And how many tens of thousands of pages will that run? And how much money will be tied up waiting for rebates? And how many people (millions ) will the gov't employ to process that paperwork?


All of this is covered very clearly in the available literature. Read up and you'll know that this system is significantly simpler than any state-based sales tax.



How do you handle things like rentals? You rent an apartment. Do we tax your rent, at say 23%, the national sales tax rate? So you pay $1000 for rent, plus another $230 in tax. On your utility bills is another 23% tax.

The 23% is included in the price of goods -- if you are charged $1000, the tax is included. You do not have a fee and then add 23% on top.



Of course, state gov't who have 'income taxes' would change them to be higher state income taxes. That might have to be another 5 or 8% tacked on on top of the 23%, so you might have 35% tax levels. Many states now take a percentage of your fed tax bill, or your federal 'taxable income'...like VA was 6.25% of taxable income. SInce you wouldn't have to report that, they would just add another 5-8% sales tax (in addition to what they already have)....

And your point is?

Eliminated state income taxes and replacing them with sales taxes does not mean that you are now paying more to the state.



Maybe...but folks will still buy 'all they can afford' and 'all they can finance'.

This seems to be a no-brainer - it isn't going to happen. People can save now if they want. They just choose not to.


You completely ignore psychology.

Currently, you will pay the same in taxes whether you spend all of your money or save all of your money. With a national sales tax, this would not be the case.

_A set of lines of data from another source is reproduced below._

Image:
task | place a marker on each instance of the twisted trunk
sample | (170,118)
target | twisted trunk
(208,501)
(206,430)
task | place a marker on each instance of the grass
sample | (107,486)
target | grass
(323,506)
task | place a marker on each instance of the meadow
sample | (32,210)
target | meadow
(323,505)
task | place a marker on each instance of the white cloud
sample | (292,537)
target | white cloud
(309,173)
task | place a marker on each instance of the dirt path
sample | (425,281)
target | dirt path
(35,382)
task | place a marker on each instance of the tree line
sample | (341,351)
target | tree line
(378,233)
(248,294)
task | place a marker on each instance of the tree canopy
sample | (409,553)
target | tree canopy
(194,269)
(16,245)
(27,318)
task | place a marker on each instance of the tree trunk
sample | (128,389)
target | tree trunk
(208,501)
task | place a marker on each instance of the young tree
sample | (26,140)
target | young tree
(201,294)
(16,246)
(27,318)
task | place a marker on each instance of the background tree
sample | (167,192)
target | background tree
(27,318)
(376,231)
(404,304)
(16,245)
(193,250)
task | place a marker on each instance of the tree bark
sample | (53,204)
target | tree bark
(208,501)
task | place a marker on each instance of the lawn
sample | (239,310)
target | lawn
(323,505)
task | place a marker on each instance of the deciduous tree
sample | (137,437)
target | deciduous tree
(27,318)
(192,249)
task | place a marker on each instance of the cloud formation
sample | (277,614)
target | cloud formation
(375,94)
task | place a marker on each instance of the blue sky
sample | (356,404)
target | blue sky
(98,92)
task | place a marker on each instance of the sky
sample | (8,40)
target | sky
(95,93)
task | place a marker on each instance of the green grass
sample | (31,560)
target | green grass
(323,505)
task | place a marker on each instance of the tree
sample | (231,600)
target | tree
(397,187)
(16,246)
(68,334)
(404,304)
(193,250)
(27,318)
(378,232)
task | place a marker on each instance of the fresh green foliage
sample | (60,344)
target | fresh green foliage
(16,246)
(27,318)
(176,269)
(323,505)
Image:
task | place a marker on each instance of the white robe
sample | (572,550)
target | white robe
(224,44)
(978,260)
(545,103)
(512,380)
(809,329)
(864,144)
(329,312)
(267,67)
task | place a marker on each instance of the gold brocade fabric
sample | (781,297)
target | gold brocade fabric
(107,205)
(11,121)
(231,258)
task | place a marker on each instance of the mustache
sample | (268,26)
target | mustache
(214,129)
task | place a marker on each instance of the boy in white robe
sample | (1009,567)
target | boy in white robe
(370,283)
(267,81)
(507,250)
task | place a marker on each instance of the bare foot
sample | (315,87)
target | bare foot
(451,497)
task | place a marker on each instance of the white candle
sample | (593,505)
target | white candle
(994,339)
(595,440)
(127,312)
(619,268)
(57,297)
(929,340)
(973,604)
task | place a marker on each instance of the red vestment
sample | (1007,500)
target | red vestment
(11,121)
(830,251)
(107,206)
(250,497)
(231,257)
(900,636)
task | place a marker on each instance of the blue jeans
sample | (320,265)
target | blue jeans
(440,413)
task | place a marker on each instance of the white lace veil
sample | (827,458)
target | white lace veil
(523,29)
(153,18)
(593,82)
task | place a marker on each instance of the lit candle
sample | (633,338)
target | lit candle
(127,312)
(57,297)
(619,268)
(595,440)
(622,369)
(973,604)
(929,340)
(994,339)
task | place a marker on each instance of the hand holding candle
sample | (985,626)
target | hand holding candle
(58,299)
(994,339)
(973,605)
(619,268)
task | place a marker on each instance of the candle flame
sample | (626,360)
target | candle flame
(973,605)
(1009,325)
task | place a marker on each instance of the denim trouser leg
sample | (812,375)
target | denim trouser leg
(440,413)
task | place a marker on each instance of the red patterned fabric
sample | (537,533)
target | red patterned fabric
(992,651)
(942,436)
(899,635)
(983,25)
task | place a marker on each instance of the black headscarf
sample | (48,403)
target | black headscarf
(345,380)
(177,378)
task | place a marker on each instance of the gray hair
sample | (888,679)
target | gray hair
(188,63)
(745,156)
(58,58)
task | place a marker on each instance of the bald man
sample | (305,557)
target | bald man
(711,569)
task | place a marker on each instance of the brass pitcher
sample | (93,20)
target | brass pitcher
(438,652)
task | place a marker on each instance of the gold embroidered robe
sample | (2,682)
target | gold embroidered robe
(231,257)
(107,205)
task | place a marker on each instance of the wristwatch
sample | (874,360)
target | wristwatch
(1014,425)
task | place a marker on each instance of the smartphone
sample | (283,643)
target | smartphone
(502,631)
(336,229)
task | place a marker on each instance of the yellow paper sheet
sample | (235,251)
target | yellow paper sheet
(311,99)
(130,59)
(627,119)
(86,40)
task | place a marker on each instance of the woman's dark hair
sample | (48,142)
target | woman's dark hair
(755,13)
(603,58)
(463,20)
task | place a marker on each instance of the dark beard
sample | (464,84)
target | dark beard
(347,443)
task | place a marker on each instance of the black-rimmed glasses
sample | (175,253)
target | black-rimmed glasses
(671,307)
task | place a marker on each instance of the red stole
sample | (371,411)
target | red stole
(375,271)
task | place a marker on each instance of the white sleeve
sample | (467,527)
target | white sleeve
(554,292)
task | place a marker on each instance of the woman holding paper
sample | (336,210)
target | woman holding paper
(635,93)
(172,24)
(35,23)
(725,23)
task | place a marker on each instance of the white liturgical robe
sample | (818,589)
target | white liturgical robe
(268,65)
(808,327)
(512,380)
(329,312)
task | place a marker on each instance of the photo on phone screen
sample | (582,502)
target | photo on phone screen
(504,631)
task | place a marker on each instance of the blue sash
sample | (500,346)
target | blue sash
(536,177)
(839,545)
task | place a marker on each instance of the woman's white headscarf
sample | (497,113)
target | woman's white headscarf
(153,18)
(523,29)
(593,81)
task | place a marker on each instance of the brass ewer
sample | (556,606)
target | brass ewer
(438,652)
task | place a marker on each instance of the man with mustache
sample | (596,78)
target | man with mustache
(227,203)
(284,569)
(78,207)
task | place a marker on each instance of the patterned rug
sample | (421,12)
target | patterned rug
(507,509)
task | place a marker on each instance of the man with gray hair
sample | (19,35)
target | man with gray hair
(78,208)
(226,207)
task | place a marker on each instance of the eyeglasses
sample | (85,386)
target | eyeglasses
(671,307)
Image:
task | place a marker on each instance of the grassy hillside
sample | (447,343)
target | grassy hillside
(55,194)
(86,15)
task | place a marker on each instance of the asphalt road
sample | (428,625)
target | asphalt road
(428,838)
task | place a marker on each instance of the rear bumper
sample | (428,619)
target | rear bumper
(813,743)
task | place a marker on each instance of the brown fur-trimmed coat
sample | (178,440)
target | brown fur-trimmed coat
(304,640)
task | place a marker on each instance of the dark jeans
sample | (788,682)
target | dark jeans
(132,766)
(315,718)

The psychology of saving is strong in this system.

There is significant proof (from the experiences of other countries) that using a national sales tax promotes savings that income taxes do not.



No, people like drug dealers will still deal in the underground economy, set up phony businesses to allow for deductions...you'll get some additional consumption tax, but a lot of it won't be there.

Again, there is significant proof that sales tax systems lose less to underground and illegal portions of the economy than do income taxes.